Date: Tue, 6 Feb 1996 10:52:50 -0500 (EST) From: Daniel Levine <dlevine@bruin.bowdoin.edu>

Larry,

In 1910 the Labour Party sent a delegation to Germany to examine many things, including health insurance. They came back in favor, in general, of health insurance. They were divided, however, about many details of Lloyd George's 1911 proposal, particularly whether the system should be contributory or non-contributory, but most elements in the leadership backed the bill. The Friendly Societies, with important labour union elements, were also in favor.

In Germany, the SPD voted against the original bill in 1883, but they then made use of the system, including politically, when it was in place.

Dan Levine

Date: Tue, 6 Feb 1996 10:52:50 -0500 (EST) From: Daniel Levine <dlevine@bruin.bowdoin.edu> Larry,

In 1910 the Labour Party sent a delegation to Germany to examine many things, including health insurance.

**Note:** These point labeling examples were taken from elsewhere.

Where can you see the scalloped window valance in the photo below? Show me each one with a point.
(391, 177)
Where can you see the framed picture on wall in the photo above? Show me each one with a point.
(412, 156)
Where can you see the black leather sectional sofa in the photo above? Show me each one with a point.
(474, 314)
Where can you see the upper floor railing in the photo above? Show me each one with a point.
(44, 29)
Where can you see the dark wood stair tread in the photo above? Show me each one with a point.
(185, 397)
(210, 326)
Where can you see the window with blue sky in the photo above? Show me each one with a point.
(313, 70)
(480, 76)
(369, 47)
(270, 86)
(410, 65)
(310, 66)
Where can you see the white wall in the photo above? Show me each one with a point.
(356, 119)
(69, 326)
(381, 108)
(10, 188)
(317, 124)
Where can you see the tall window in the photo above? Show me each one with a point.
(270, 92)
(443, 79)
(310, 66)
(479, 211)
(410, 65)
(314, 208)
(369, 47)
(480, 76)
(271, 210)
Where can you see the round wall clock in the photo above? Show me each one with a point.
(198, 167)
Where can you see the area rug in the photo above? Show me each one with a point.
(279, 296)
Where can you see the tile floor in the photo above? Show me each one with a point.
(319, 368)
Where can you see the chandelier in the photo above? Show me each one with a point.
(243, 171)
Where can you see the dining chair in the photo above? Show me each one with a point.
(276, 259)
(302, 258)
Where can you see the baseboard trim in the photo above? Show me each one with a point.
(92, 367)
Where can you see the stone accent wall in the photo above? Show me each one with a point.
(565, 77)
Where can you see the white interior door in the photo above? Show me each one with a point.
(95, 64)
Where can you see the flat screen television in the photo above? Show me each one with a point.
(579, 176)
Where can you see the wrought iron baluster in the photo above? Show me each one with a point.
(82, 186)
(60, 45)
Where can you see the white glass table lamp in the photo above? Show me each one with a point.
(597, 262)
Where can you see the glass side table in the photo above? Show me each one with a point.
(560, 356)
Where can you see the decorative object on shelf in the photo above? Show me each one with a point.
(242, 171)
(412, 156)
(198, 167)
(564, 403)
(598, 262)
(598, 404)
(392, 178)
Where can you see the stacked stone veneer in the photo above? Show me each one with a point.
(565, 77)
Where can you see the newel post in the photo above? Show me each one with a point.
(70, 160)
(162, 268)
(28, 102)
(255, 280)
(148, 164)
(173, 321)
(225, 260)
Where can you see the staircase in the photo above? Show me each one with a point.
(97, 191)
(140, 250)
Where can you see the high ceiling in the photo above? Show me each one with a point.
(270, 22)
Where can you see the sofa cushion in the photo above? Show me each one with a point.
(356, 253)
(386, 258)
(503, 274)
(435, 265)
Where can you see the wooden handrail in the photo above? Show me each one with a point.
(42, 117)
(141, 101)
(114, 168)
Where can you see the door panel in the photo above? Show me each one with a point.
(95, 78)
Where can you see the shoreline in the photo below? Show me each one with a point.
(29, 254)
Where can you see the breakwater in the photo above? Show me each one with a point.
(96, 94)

They came back in favor, in general, of health insurance. They were divided, however, about many details of Lloyd George's 1911 proposal, particularly whether they system should be contributory or non-contributory, but most elements in the leadership backed the bill. The Friendly Societies, with important labour union elements, were also in favor.

In Germany, the SPD voted against the original bill in 1883, but they then made use of the system, including politically, when it was in place.